In other words, the Court cannot, in any event, extend the time for filing a written statement beyond 120 days of the receipt of the summons by the defendant. But that would not mean that in every case the Court must automatically extend the time or can extend the time beyond the 90 days. The Court can do so only in those cases, where good cause is made for not adhering to the time schedule fixed by Order VIII, Rule 1 of the Code of Civil Procedure as controlled by the proviso to that Rule. To that extent, I am inclined to deviate from the ratio of the decision of the Karnataka High Court, in the decision referred to above." 11. Coming back to the instant case (W.P.C. No. 822 of 2005) summons in Title Suit No. 158 of 2003 was served upon the petitioner and after service of summons he appeared on 20.5.2004 but did not file written statement till 7.9.2004. When the Court below by order debarred him from filing written statement, it was only, thereafter, the petitioner filed a petition on 4.10.2004 with a prayer to accept written statement. The Court below refused to allow the petitioner to file written statement. 12. In W.P.C. No. 823 of 2005, initially the suit was proceeded ex parte for non-appearance of the defendant and for not filing written statement.
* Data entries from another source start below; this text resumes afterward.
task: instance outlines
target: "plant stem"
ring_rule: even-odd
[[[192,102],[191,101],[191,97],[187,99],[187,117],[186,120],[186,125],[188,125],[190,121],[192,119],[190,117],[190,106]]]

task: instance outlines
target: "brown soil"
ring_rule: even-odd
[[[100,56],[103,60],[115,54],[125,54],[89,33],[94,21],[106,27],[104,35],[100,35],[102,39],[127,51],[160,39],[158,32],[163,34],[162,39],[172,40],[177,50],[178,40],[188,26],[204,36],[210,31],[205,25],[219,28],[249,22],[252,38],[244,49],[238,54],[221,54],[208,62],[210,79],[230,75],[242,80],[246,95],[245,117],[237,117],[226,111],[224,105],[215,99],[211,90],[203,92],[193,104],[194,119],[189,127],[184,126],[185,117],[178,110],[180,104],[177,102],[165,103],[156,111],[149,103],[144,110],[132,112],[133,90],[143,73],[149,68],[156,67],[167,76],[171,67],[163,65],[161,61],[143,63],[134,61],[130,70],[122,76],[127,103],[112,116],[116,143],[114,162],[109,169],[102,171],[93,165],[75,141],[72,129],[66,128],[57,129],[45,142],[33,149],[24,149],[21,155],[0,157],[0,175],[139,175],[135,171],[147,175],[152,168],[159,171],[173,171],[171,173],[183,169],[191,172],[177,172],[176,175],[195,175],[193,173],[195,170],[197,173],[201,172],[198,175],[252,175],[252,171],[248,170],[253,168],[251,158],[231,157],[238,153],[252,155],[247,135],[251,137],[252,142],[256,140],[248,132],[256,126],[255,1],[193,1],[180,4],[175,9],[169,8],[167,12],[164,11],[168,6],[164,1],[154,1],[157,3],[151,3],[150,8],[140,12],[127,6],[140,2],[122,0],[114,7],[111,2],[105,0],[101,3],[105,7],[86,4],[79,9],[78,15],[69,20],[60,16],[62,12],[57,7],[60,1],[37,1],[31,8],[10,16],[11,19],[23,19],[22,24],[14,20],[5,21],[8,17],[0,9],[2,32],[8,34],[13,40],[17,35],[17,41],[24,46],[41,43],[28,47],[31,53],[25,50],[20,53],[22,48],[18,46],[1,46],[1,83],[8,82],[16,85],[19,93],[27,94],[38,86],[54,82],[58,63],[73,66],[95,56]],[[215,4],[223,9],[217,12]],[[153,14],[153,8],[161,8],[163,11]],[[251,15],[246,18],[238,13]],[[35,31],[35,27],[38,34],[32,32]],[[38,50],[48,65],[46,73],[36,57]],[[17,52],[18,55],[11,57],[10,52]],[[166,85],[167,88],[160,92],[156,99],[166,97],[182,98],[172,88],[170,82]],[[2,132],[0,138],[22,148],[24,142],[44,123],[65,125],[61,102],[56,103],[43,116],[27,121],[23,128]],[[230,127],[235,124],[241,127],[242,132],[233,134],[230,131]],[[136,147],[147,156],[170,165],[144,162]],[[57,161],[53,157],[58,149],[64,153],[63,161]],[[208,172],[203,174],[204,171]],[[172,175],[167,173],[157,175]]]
After the ex parte judgment was set aside by the Court on 13.8.2003, the petitioner was given opportunity of filing written statement but the same was not filed. The Court-below by order dated 10.8.2004, debarred the defendant-petitioner from filing written statement. Thereafter the petitioners prayer for acceptance of written statement was refused. 12. As a matter of facing order to check and stop the dilatory tactics adopted by the defendant the provision of Order VIII, Rule 1 has been amended and period has been fixed for filing written statement. 13. In the instant cases, as noticed above, defendant- petitioners failed to file written statement in spite of sufficient opportunity given to them. The Court below, therefore, rightly refused to accept the written statement of the petitioners. 14. In the facts and circumstances of the case, I do not find any reason to interfere with the impugned orders. 15. These two writ petitions are, therefore, dismissed.